Other parameters (including model parameters) are default value.

NOTE :

  1. For FPMC and TransRec model, neg_sampling should be {'uniform': 1} .

  2. For SASRecF, GRU4RecF and FDSA, load_col should as below:

load_col:
   inter: [session_id, item_id, timestamp]
   item: [item_id, item_category]
  1. For KSR and GRU4RecKG, you should prepare pretrained knowledge graph embedding.

3)Yelp dataset:

Time and memory cost on Yelp dataset:

Method Training Time (sec/epoch) Evaluation Time (sec/epoch) GPU Memory (GB)
Improved GRU-Rec 16.52 0.66 3.34
SASRec 54.92 0.90 5.82
NARM 19.35 0.79 3.26
FPMC 11.44 0.58 0.76
STAMP 9.97 0.59 2.76
Caser 1105.96 2.02 3.21
NextItNet 413.43 5.57 5.73
TransRec - - CUDA out of memory
S3Rec - - CUDA out of memory
GRU4RecF 62,41 1.32 7.36
SASRecF 86.20 1.42 6.12
BERT4Rec - - CUDA out of memory
FDSA 133.52 1.87 9.19
SRGNN 1165.06 30.35 3.41
GCSAN 1112.46 29.84 4.67
KSR - - -
GRU4RecKG - - -
LightSANs 58.46 0.83 5.08

Config file of Yelp dataset:

# dataset config
field_separator: "\t"
seq_separator: " "
USER_ID_FIELD: user_id
ITEM_ID_FIELD: business_id
RATING_FIELD: stars
TIME_FIELD: date
NEG_PREFIX: neg_
ITEM_LIST_LENGTH_FIELD: item_length
LIST_SUFFIX: _list
MAX_ITEM_LIST_LENGTH: 50
POSITION_FIELD: position_id
load_col:
  inter: [user_id, business_id, stars, date]

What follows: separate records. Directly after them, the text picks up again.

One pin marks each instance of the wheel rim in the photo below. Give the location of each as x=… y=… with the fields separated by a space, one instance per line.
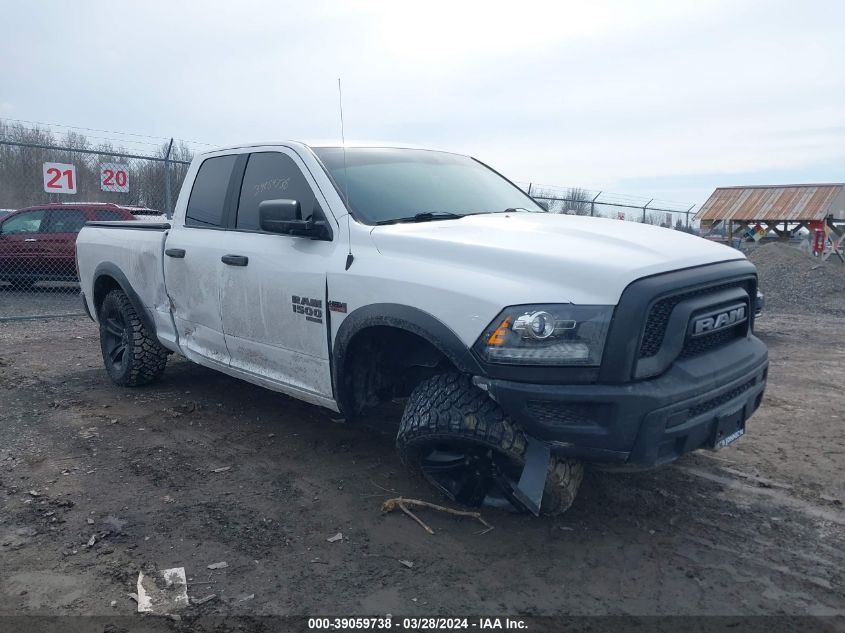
x=115 y=341
x=472 y=474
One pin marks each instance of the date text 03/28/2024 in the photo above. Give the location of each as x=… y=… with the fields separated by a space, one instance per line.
x=416 y=623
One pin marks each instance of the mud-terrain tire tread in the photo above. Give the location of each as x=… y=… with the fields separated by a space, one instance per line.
x=449 y=406
x=147 y=357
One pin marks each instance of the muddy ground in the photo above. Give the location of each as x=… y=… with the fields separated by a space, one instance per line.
x=758 y=528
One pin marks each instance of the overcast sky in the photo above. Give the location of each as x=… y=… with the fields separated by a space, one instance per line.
x=659 y=99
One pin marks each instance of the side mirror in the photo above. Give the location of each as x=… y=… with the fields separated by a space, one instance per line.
x=285 y=216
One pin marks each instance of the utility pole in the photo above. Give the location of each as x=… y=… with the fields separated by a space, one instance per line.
x=593 y=203
x=168 y=202
x=646 y=207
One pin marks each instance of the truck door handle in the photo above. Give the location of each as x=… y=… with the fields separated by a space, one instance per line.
x=235 y=260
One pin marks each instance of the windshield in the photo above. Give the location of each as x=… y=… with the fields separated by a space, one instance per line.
x=385 y=184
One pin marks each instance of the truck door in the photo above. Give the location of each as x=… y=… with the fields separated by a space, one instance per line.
x=192 y=262
x=273 y=287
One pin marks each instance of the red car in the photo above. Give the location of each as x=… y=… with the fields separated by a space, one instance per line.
x=39 y=243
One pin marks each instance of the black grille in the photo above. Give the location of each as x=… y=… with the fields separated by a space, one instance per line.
x=711 y=404
x=702 y=344
x=555 y=413
x=658 y=316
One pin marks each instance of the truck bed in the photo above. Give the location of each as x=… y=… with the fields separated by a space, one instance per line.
x=134 y=249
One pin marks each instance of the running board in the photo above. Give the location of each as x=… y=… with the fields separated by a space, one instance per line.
x=532 y=482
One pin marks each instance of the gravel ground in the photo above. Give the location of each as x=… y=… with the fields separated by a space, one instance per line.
x=757 y=528
x=793 y=281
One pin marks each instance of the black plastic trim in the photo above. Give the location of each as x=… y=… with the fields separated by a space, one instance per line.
x=108 y=269
x=134 y=225
x=629 y=318
x=646 y=422
x=85 y=305
x=678 y=326
x=405 y=318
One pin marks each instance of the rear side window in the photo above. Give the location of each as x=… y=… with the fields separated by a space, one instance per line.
x=66 y=221
x=106 y=215
x=206 y=206
x=271 y=176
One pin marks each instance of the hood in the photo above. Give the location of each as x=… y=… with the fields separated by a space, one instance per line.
x=593 y=258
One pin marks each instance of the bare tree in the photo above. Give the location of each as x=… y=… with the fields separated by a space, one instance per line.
x=21 y=182
x=577 y=202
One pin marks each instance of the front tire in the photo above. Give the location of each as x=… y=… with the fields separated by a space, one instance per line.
x=461 y=442
x=132 y=356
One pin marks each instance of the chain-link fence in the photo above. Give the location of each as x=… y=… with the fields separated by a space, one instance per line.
x=578 y=201
x=49 y=188
x=47 y=194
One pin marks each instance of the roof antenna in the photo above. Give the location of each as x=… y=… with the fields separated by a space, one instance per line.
x=349 y=257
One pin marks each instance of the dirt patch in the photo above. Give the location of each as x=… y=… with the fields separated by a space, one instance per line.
x=794 y=281
x=757 y=528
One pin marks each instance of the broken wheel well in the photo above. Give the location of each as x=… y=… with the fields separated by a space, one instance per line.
x=383 y=362
x=102 y=286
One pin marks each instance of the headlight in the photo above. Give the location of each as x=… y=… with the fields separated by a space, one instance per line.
x=554 y=335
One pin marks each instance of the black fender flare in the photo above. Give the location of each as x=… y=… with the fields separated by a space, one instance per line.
x=108 y=269
x=406 y=318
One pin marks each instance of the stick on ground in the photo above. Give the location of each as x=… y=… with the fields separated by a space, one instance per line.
x=402 y=503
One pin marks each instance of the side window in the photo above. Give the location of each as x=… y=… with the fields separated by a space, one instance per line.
x=29 y=222
x=65 y=221
x=108 y=215
x=271 y=176
x=207 y=204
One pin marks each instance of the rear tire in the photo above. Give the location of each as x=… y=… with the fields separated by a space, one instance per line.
x=132 y=355
x=461 y=442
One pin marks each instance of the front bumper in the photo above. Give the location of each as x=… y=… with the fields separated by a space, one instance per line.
x=648 y=422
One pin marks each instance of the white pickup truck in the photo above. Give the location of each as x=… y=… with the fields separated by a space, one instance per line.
x=525 y=343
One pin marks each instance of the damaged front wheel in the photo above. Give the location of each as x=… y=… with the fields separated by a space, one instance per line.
x=461 y=442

user_inter_num_interval: "[15,inf)"
item_inter_num_interval: "[15,inf)"
val_interval:
  stars: "[3,inf)"

# training and evaluation
epochs: 500
train_batch_size: 4096
eval_batch_size: 512
valid_metric: MRR@10
eval_args:
  split: {'LS':"valid_and_test"}
  order: TO
neg_sampling: ~

# model
embedding_size: 64

Other parameters (including model parameters) are default value.

NOTE :

  1. For FPMC and TransRec model, neg_sampling should be {'uniform': 1} .

  2. For SASRecF, GRU4RecF and FDSA, load_col should as below:

load_col:
  inter: [user_id, business_id, stars, date]
  item: [business_id, categories]
  1. For KSR and GRU4RecKG, you should prepare pretrained knowledge graph embedding.